Philip Rosenthal © 2009 All Rights Reserved
Man to man
Thirteen killed by a man in Germany
and then himself.
Ten killed by a man in Alabama
and then himself.
I have killed no one, I am behind.
Are they out there
and we just don’t hear them, stories
of men who go crazy
and mow the lawns of strangers?
What was he like, the interviewer would ask
Kind of quiet, she would say.
You know: kept to himself.
A nice man, really.
And then he was just like, you know, mowing.
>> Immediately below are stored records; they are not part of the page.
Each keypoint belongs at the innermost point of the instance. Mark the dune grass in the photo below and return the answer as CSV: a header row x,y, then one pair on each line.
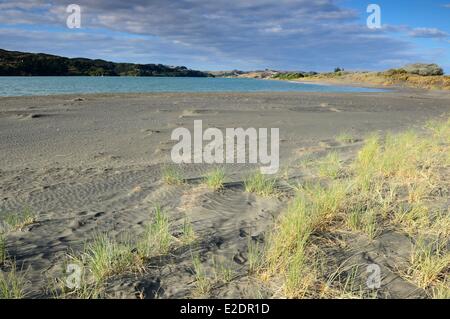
x,y
172,176
223,273
3,252
188,235
157,238
215,179
429,263
255,253
12,284
261,185
104,257
314,207
389,183
202,283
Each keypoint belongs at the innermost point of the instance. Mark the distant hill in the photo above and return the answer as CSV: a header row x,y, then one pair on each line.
x,y
14,63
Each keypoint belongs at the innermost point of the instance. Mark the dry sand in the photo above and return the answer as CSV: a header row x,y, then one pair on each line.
x,y
90,164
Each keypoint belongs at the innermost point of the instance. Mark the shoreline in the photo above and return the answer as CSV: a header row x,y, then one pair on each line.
x,y
96,165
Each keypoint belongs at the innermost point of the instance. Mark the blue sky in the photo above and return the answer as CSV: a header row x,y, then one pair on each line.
x,y
235,34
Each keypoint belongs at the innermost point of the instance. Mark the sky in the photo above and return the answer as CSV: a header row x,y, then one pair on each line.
x,y
307,35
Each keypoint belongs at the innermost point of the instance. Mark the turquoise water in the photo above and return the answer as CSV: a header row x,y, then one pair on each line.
x,y
17,86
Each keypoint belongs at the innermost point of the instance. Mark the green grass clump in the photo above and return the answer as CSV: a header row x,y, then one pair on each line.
x,y
12,284
188,234
3,252
429,262
311,211
157,238
202,283
215,179
104,257
172,176
261,185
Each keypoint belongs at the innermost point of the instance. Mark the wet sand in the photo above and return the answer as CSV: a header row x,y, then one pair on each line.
x,y
92,163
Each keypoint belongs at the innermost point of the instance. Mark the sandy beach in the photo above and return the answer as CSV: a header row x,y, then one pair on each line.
x,y
89,164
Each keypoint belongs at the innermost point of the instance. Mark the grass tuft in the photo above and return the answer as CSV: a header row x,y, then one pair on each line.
x,y
104,257
157,238
3,251
202,283
12,284
429,262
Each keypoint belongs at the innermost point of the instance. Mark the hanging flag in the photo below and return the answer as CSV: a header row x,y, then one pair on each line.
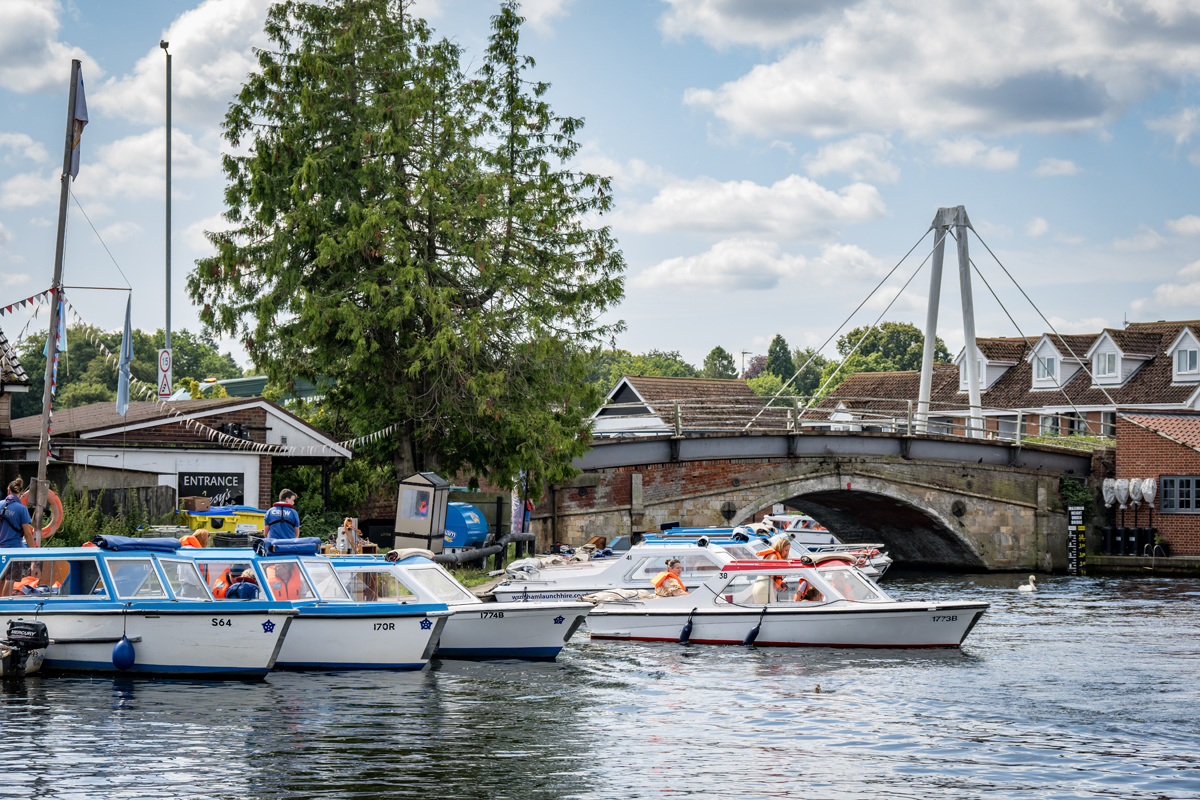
x,y
123,366
81,119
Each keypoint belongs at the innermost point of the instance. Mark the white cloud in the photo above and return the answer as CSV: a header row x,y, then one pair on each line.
x,y
1186,226
211,54
863,158
1056,168
31,58
792,209
1146,238
756,265
23,145
934,66
972,152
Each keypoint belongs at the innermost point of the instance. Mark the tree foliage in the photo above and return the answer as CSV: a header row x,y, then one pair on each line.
x,y
779,359
609,366
900,343
413,235
85,377
719,364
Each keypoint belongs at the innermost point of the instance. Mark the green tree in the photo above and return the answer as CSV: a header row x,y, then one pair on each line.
x,y
901,343
413,236
609,366
809,380
719,364
85,377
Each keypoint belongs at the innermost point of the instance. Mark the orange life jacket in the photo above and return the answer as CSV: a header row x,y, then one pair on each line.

Mowing and mowing and mowing
and mowing. There were grass clippings
everywhere. It was horrible.
A man kills his girlfriend and then himself.
A man dresses as Santa, kills his family
and then himself.
On that day, I stood under a tree.
My standing under the tree
moved a crow from that tree to a tree
across the road.
When that crow moved, a second crow
and a third crow followed,
and I thought, I have moved the crows,
and thought, when I followed, the crows
have moved me.
I have done this a year now, gone from tree
to tree by crow, shooting no one as I go.
A man paints his wife green and then himself.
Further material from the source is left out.